Yemeni official says army has driven al-Qaida militants out of besieged town in south province

By Ahmed Al-haj, AP
Friday, September 24, 2010

Yemeni army drives al-Qaida out of besieged town

SAN’A, Yemen — Yemeni troops on Friday managed to drive al-Qaida fighters from a southern town after five days of clashes, a senior security official said, ending an operation that was part of the government’s escalated campaign to uproot the terror network’s local offshoot.

The military, backed by tanks and heavy artillery, laid siege in Shabwa province on Monday to retake the town of Hawta, which was earlier seized by the militants.

Brig. Gen. Ahmed al-Maqdashi, head of Shabwa security, said the militants fled Friday into the mountains, where the army was chasing after them.

However, tribal chiefs in the area said they had negotiated an end to the siege and persuaded the militants to leave peacefully. The chiefs, speaking on condition of anonymity for fear of government reprisal, said the army entered the town without fighting after the militants had already left.

Yemen has long struggled to break an increasingly fierce al-Qaida offshoot and wrest control of lawless areas in the south from powerful tribes, some of which are sympathetic to al-Qaida and other Islamic militants roaming the region.

Despite obvious difficulties in overpowering the militants in Shabwa, officials have praised the offensive.

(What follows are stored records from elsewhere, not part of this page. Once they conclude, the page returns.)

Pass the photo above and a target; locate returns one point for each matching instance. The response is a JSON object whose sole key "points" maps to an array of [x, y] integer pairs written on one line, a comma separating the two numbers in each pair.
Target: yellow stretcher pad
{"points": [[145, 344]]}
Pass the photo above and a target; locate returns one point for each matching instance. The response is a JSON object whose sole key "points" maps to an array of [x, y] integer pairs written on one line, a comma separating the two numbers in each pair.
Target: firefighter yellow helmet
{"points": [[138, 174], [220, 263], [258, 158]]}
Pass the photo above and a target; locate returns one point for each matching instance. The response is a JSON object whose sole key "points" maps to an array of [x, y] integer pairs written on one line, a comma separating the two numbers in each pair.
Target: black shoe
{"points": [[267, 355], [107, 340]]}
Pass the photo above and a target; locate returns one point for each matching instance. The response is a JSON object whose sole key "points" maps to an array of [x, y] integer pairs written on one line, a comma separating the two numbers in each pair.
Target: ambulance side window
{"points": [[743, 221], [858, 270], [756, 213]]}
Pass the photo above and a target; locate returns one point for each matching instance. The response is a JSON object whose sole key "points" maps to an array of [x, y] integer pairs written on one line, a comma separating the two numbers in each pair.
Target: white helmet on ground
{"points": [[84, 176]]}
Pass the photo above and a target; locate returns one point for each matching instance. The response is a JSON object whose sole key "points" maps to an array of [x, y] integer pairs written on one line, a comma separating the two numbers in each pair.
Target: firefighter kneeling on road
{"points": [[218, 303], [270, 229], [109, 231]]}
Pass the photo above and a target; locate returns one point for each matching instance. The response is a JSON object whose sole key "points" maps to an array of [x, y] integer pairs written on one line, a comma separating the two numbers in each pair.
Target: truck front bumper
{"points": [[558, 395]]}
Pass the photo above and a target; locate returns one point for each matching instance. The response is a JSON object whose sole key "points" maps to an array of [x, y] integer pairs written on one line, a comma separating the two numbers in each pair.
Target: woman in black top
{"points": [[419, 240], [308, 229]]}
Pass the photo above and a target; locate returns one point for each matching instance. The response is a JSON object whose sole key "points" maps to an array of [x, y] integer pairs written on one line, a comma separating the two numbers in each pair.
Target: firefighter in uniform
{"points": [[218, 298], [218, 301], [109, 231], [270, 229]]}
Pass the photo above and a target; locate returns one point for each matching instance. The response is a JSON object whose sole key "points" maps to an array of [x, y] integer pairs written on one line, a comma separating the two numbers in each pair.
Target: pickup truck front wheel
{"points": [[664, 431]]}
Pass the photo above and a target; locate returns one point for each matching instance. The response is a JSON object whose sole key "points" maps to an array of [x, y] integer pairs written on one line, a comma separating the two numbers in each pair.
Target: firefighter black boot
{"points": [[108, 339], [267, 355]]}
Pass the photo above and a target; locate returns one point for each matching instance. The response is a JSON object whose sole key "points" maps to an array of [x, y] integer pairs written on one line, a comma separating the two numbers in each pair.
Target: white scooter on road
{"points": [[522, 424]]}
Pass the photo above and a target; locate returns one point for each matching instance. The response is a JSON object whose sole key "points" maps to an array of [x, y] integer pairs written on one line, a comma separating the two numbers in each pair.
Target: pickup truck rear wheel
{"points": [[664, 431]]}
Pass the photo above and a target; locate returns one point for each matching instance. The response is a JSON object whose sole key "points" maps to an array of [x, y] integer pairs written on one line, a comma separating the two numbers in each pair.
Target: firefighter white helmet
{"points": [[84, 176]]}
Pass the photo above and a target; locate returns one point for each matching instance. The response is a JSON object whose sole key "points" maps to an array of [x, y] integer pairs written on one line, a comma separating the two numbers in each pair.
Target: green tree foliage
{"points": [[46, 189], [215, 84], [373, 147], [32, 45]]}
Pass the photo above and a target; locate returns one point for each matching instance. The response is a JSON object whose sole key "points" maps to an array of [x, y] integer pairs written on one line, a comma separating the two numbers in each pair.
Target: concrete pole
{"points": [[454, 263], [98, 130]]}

But Shabwa elder, Hassan Banan, claimed the government had exaggerated the intensity of the fighting to get more foreign aid for its campaign against al-Qaida.

Thousands of residents fled Hawta and the surrounding area after the fighting broke out. Abdullah Atig, a local Shabwa official, said Friday that preparations were under way to bring the people back to their homes and a committee was formed to help them.

On Wednesday, government forces launched multiple assaults on Hawta but failed to break the militants’ defenses. Residents said four soldiers were wounded and were rushed away in ambulances that day.

In one attempt, Yemeni troops tried to repel from helicopters into the town but met with fierce resistance. In another attempt, six soldiers were wounded by militant sniper fire as they tried to mount barricades put up by the militants on Hawta’s outskirts, local officials had said.

Shabwa governor Ali al-Ahmadi had said that at least four al-Qaida fighters died in the fighting and that the militants killed one civilian. Al-Maqdashi, the area security chief, said on Wednesday that 28 militants had been arrested.

The figures could not be independently verified since reporters are not allowed into the area of the fighting.

The government operation, which reportedly aimed to uproot a 120-man militant cell, came after several al-Qaida attacks against Yemeni security forces at checkpoints and security outposts.

Yemen is the poorest nation in the Arab world and beside the al-Qaida threat, it is beset by other major internal security problems — an on-and-off Shiite rebellion in the north and a separate secessionist movement in the south.